Dans Dialogue aux enfers entre Machiavel et Montesquieu (1864), pamphlet devenu fameux car il fut secrètement plagié pour la fabrication du faux antisémite Les Protocoles des sages de Sion, Maurice Joly, opposant à Napoléon III, met dans la bouche de son Machiavel cette vision qui nous semble désormais familière  : « Dans toutes les branches du gouvernement il y aura des hommes de rien, ou de très peu de conséquence, qui seront de véritables Machiavels au petit pied qui ruseront, qui dissimuleront, qui mentiront avec un imperturbable sang-froid ; la vérité ne pourra se faire jour nulle part. » C’est donc ça qu’on leur apprend à l’ENA ?

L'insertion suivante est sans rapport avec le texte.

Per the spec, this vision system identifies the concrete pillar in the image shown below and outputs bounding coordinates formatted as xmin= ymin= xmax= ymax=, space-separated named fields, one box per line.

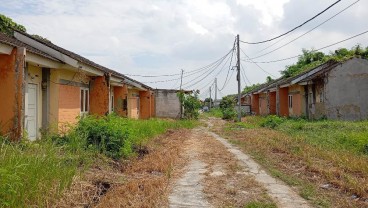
xmin=42 ymin=68 xmax=50 ymax=130
xmin=90 ymin=75 xmax=110 ymax=116
xmin=0 ymin=47 xmax=26 ymax=141
xmin=276 ymin=85 xmax=280 ymax=116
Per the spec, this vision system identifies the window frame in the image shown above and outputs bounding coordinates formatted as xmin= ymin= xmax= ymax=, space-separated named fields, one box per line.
xmin=288 ymin=95 xmax=293 ymax=109
xmin=80 ymin=87 xmax=89 ymax=115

Encore un coup des (poupées) russes !

Par Pirikk.

« La faute aux banquiers juifs »

Cela fait un moment déjà que les disciples d’étienne Chouard ou de Soral et Dieudonné parviennent à s’infiltrer dans les milieux d’extrême gauche (le dernier cas en date étant celui du festival Alternatiba-Lille). Au-delà de l’habileté particulière de ces gens-là, comment expliquer un phénomène désormais récurrent ? La réponse réside peut-être dans le concept d’anticapitalisme tronqué, développé depuis le milieu des années 1980 par les théoriciens de la « critique de la valeur ». Sous ce nom sont regroupés des auteurs tels que Moishe Postone, Robert Kurz ou Anselm Jappe, qui, rejetant le marxisme traditionnel, proposent une nouvelle lecture de Marx en vue de relancer la critique du capitalisme. L’anticapitalisme tronqué, selon eux, c’est l’attitude qui consiste à concentrer les attaques sur la finance, les banques, les spéculateurs, censés « vampiriser » le peuple, la classe ouvrière, les travailleurs, etc. – un penchant qui est effectivement très répandu à l’extrême gauche. Le problème est qu’en attribuant les problèmes sociaux à des catégories particulières de population, cette extrême gauche se place d’emblée sur le terrain du conspirationnisme, qui cherche toujours à « personnifier » la domination, et elle échoue à remettre en question les structures du capitalisme. La critique de ce dernier doit donc se porter à un niveau systémique, celui des logiques sociales et des rapports sociaux dominants, plutôt que de cibler des acteurs spécifiques.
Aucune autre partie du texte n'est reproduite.